The Supreme Court has struck out Special Prosecutor, Martin Amidu, as a defendant in a case in which his eligibility for the position is being challenged.
According to the court, Mr Amidu is not a proper party to the case as the position in question is one which falls under Article 88 of the Constitution.
The Supreme Court said per the constitution the Attorney General is required to represent public officials sued as a result of their office.
The court also ordered the Attorney General and lawyers for the plaintiff in the case to file a joint memorandum of issues for adjudication within fourteen days.
A day before the vetting of Mr. Amidu in 2018, a suit was filed at the Supreme Court by Deputy Minority Ranking Member on Parliament’s Constitutional Affairs Committee, Dr. Dominic Ayine, who was seeking a declaration that Mr. Amidu, who is 66-years-old, cannot hold public office because he has exceeded the mandated age limit per the 1992 constitution.
Dr Ayine in his suit argued that by a true and proper interpretation of Articles 190(1)(d), 199(1), 199(4), and 295 of the 1992 Constitution, the retirement age of all holders of public offices created pursuant to Article 190 (1)(d) is sixty (60) years, anyhow not beyond sixty-five (65) years.
He further argued that by reason of Mr Amidu’s age (66 years a the time), he is not qualified or eligible to be nominated as the Special Prosecutor under section 13(3) of the Office of the Special Prosecutor Act, 2018 (Act 959).
Speaking to Citi FM/ Citi TV’s court correspondent Fred Djabanor, Dominic Ayine explained why he thinks Martin Amidu should have been a defendant.
“The reason is simply that he was the one who was nominated, we were challenging his eligibility the fact that he was nominated and vetted by the Parliament and appointed by the president is at the heart of this action we took. If the president had nominated someone of 57 years of age, there would be no constitutional issues.”

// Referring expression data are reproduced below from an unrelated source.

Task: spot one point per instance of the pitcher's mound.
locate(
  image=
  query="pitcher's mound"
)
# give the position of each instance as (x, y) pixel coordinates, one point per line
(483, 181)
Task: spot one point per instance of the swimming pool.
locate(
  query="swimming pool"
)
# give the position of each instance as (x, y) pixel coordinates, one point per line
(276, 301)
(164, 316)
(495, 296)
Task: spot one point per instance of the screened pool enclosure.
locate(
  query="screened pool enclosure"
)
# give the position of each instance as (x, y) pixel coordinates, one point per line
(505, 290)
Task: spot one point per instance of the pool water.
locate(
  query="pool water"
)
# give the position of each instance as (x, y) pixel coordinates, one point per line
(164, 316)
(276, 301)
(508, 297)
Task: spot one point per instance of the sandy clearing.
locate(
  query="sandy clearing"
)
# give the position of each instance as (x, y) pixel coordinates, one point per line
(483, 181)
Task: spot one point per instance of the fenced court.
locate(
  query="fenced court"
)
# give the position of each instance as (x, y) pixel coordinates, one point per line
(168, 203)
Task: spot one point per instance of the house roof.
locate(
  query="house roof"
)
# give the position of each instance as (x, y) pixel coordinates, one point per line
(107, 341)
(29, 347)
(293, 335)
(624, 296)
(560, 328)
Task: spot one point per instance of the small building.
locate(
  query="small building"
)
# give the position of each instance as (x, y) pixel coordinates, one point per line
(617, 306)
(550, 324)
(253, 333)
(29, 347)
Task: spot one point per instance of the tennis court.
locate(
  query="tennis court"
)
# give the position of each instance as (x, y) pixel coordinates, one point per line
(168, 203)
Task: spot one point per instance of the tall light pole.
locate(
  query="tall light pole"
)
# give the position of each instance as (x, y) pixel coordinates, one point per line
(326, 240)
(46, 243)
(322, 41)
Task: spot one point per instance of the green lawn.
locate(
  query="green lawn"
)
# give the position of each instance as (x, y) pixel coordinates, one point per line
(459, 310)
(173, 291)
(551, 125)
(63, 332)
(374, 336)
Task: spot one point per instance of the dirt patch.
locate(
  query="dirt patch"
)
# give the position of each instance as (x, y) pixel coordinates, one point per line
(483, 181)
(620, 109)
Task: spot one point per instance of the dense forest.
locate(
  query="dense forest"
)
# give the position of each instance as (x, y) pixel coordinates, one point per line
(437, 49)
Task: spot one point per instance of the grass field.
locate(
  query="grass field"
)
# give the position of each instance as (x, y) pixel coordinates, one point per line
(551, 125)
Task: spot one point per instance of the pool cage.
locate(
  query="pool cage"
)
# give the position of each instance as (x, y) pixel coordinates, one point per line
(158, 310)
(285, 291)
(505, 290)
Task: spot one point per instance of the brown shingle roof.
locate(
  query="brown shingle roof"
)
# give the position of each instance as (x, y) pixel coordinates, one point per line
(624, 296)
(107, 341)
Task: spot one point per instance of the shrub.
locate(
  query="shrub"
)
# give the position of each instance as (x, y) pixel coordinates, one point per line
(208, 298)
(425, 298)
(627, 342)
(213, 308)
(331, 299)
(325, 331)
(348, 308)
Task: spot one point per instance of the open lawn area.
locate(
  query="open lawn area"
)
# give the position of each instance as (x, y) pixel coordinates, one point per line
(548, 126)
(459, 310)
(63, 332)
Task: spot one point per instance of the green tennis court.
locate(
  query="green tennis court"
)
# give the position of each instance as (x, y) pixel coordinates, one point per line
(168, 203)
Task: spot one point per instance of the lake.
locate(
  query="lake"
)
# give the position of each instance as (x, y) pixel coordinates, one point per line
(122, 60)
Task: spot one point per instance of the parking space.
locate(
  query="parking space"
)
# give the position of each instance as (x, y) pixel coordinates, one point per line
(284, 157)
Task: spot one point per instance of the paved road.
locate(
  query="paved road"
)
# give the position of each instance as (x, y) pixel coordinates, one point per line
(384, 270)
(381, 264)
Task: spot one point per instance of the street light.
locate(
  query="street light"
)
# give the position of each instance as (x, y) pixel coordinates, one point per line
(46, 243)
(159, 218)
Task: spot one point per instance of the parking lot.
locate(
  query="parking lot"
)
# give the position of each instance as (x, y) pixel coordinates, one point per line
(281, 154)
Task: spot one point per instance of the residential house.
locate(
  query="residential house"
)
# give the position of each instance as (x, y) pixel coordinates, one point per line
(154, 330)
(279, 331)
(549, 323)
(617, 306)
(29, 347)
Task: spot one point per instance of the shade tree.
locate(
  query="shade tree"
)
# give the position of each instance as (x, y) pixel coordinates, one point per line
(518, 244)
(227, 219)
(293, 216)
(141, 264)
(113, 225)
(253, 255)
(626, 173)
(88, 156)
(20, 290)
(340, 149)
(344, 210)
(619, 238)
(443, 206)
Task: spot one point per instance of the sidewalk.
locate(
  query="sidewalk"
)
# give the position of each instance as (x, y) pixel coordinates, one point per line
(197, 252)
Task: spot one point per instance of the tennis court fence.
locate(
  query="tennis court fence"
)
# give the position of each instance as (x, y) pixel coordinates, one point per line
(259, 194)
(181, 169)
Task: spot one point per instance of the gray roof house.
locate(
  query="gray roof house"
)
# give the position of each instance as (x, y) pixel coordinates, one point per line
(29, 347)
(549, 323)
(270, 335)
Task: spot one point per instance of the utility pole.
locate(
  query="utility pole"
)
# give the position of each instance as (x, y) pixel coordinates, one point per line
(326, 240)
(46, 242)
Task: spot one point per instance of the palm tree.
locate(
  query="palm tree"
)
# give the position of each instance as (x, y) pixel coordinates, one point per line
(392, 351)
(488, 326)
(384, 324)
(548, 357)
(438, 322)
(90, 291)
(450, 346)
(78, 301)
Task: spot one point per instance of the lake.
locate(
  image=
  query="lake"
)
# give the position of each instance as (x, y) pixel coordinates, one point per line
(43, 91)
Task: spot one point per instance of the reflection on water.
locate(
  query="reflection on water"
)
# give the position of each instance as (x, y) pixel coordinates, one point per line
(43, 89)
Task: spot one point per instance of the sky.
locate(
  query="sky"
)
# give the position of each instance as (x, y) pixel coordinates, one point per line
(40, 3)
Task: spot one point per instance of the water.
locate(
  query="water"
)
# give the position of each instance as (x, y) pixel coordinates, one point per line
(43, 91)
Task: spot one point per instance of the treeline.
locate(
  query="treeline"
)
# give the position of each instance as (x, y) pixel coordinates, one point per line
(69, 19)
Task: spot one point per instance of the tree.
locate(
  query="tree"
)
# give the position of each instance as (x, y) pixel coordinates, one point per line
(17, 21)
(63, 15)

“Our focus is on the age, and therefore we thought he was a necessary party to our reactions, but if the court says he is not a necessary party that is fine, it does not in any way affect the substances of the action we have brought. At the end of the day if the court declares his appointment as null and void and of no effect that would be it, it doesn’t in any way affect the materiality of what we have brought to court, ” he said.